Joint study of genetic regulators for expression traits related to breast cancer

Background

The mRNA expression levels of genes have been shown to have discriminating power for the classification of breast cancer. Studying the heritability of gene expression levels on breast cancer related transcripts can lead to the identification of shared common regulators and inter-regulation patterns, which would be important for dissecting the etiology of breast cancer.

Results

We applied multilocus association genome-wide scans to 18 breast cancer related transcripts and combined the results with traditional linkage scans. Regulatory hotspots for these transcripts were identified and some inter-regulation patterns were observed. We also derived evidence on interacting genetic regulatory loci shared by a number of these transcripts.

Conclusion

In this paper, by restricting to a set of related genes, we were able to employ a more detailed multilocus approach that evaluates both marginal and interaction association signals at each single-nucleotide polymorphism. Interesting inter-regulation patterns and significant overlaps of genetic regulators between transcripts were observed. Interaction association results returned more expression quantitative trait locus hotspots that are significant.

Breast cancer (MIM 114480) is a common and genetically heterogeneous human disorder [1]. Many studies have shown that gene expressions possess discriminating power for the diagnosis of breast cancer (e.g., van't Veer et al. [2]). Therefore, studying the genetic regulators of breast cancer related gene expression transcripts would shed light on the genetic mechanism of this disorder. Currently, the search for genetic regulators of expression traits in humans has been underway through linkage or association scans [3–5]. Morley et al. [4] measured the expression levels of 8500 transcripts using the Affymetrix Human Focus Arrays on 194 individuals in 14 Centre d'Etude du Polymorphisme Humain (CEPH) families. 3554 of these transcripts were identified to have greater between-subject variation than within-subject variation and were then used for linkage analysis. For the linkage analysis, genotypes of these CEPH individuals on 2882 single-nucleotide polymorphisms (SNPs) across the genome were obtained from The SNP Consortium http://snp.cshl.org/linkage%20maps/.

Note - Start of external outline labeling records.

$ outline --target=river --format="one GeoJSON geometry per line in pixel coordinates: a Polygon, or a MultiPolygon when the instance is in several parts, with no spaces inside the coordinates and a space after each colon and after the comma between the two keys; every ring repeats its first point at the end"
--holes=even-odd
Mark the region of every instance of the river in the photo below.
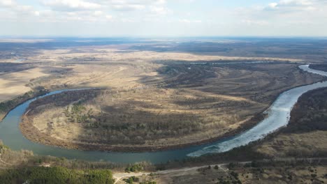
{"type": "MultiPolygon", "coordinates": [[[[300,66],[299,68],[309,72],[327,77],[327,72],[311,69],[309,68],[309,65],[300,66]]],[[[327,82],[296,87],[282,93],[265,112],[268,116],[264,120],[259,122],[254,128],[235,137],[201,146],[193,146],[181,149],[150,153],[111,153],[68,150],[31,142],[24,138],[20,130],[19,123],[22,115],[24,114],[29,104],[44,96],[71,91],[71,89],[60,90],[29,100],[10,111],[0,123],[0,139],[13,150],[30,150],[33,151],[36,154],[43,155],[121,163],[132,163],[140,161],[149,161],[152,163],[166,162],[168,160],[183,159],[187,156],[197,157],[207,153],[221,153],[261,139],[267,134],[276,131],[281,127],[287,125],[291,109],[302,94],[308,91],[321,87],[327,87],[327,82]]]]}

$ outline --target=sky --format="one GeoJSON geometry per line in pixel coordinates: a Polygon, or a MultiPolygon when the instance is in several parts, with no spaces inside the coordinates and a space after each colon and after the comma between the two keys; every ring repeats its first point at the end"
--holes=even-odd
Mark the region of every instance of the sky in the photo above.
{"type": "Polygon", "coordinates": [[[0,0],[4,36],[327,36],[327,0],[0,0]]]}

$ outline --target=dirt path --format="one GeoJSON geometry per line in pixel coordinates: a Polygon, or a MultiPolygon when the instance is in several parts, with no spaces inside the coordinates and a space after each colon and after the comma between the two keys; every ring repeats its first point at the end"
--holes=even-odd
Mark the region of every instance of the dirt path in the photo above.
{"type": "MultiPolygon", "coordinates": [[[[278,162],[291,162],[291,161],[301,161],[305,160],[309,162],[313,161],[319,161],[323,160],[327,160],[327,158],[277,158],[273,160],[262,160],[257,162],[270,162],[272,161],[278,161],[278,162]]],[[[245,161],[245,162],[238,162],[240,164],[250,164],[252,161],[245,161]]],[[[222,170],[224,172],[228,172],[228,169],[226,168],[226,166],[229,164],[230,162],[226,163],[219,163],[214,164],[205,164],[202,166],[197,167],[183,167],[180,169],[167,169],[164,171],[159,171],[157,172],[153,172],[153,174],[157,175],[160,175],[161,177],[171,177],[171,176],[180,176],[184,175],[191,174],[192,173],[198,172],[198,169],[208,168],[209,166],[213,167],[215,166],[218,166],[219,169],[222,170]]],[[[150,172],[138,172],[138,173],[115,173],[112,174],[113,178],[115,179],[115,183],[117,183],[121,179],[131,176],[140,176],[143,175],[149,175],[150,172]]]]}

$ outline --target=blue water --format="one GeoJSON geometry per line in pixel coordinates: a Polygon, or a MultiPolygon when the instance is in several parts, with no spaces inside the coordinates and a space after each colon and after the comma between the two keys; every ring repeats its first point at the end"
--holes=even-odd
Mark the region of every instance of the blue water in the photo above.
{"type": "MultiPolygon", "coordinates": [[[[307,65],[301,66],[300,68],[307,72],[327,76],[327,72],[310,69],[307,65]]],[[[181,160],[187,156],[196,157],[206,153],[224,152],[261,139],[266,135],[287,124],[291,108],[300,95],[309,90],[320,87],[327,87],[327,82],[295,88],[282,93],[267,110],[266,113],[268,115],[266,118],[260,122],[256,126],[239,135],[201,146],[151,153],[108,153],[68,150],[42,145],[25,139],[20,132],[19,123],[22,115],[25,112],[29,104],[39,98],[74,89],[60,90],[28,100],[10,111],[0,123],[0,139],[2,139],[3,143],[13,150],[30,150],[33,151],[36,154],[43,155],[65,157],[68,159],[82,159],[90,161],[104,160],[121,163],[132,163],[140,161],[150,161],[152,163],[166,162],[168,160],[181,160]]]]}

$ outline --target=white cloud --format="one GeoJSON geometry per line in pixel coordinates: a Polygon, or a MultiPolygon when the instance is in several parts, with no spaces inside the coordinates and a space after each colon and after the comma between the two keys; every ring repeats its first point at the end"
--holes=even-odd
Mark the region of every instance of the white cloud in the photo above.
{"type": "Polygon", "coordinates": [[[62,11],[94,10],[101,8],[99,3],[82,0],[50,0],[43,1],[43,3],[52,10],[62,11]]]}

In this paper, we study transcripts related to breast cancer susceptibility genes. Among the 3554 selected transcripts in [4], we identified 18 transcripts that are related to seven genes listed in the overview of breast cancer from OMIM (the Online Mendelian Inheritance in Man). Treating the expression levels of these genes as hereditable traits, we used multilocus association genome scans, combined with linkage scans, to study their regulation patterns and identify joint features and inter-relations. Gene expressions are likely to be complex traits that are regulated by multiple genetic factors. Therefore, we used an extension of our previous multilocus methods [6–8] to extract more association information.

Data processing

For association and linkage scans, we studied the 2819 autosomal SNPs and the 18 transcripts listed in Figure 1. 86% of the SNPs have less than 10% missing genotypes and only 1.3% SNPs have more than 20% missing genotypes. Missing genotypes were imputed using fastPHASE [9]. For SNPs with weak linkage disequilibrium (LD) between them, the program is more likely to impute the most common genotype, which may affect the efficiency of our approach.

Association and linkage scans for 18 breast cancer related transcripts. Black curves are LOD scores from the linkage scans with the height of each row standardized by LOD = 5 and red dotted reference lines indicating LOD = 3. Top 30 SNPs with the strongest overall (blue ticks) and interaction (red ticks) association signal for a given expression trait are marked. A green triangle points out the genome alignment locus of the given expression sequence of that row, while gray dots are alignment loci of other breast cancer related expression sequences (including those were not studied in this paper).

Full size image

Association scans

Extended from previously studied multilocus association scores on a dichotomous phenotype [6–8], a qGTD (quantitative genotype-trait distortion) statistic was proposed for quantitative traits of unrelated individuals [10]. qGTD is defined on the ranks of the trait values of n individuals, i.e., {R₁,...,R _n }. Given a set of k SNPs, there are 3^kpossible multilocus genotypes. The association content of this set of SNPs with the quantitative phenotype is then measured by

where S _i is the trait's rank sum on the n _i individuals with genotype i, and n _i (n + 1)/2 is the expected value of S _i under the null hypothesis that these SNPs are not associated with the phenotype.

qGTD captures the differences between the observed rank sums and those under the null hypothesis. The magnitude of qGTD scores reflects the level of association with the phenotype: the greater the value, the stronger the association [10]. Unassociated SNPs add dimensions to the multilocus genotypes and lower the value of qGTD. Therefore, a greedy screening algorithm is used to screen out SNPs that do not contribute to increase the value of qGTD and retain a cluster of SNPs that contribute important information to the score. As discussed in [6–8], such a screening is not informative for a large number of SNPs simultaneously due to sparseness in high dimensions. A random subspace strategy is then employed, where the greedy algorithm is repeated on a large number of random SNP subsets. SNPs are then ranked by the numbers of times (return frequencies) that they are retained by the screening algorithm, which measure the overall importance of individual SNPs.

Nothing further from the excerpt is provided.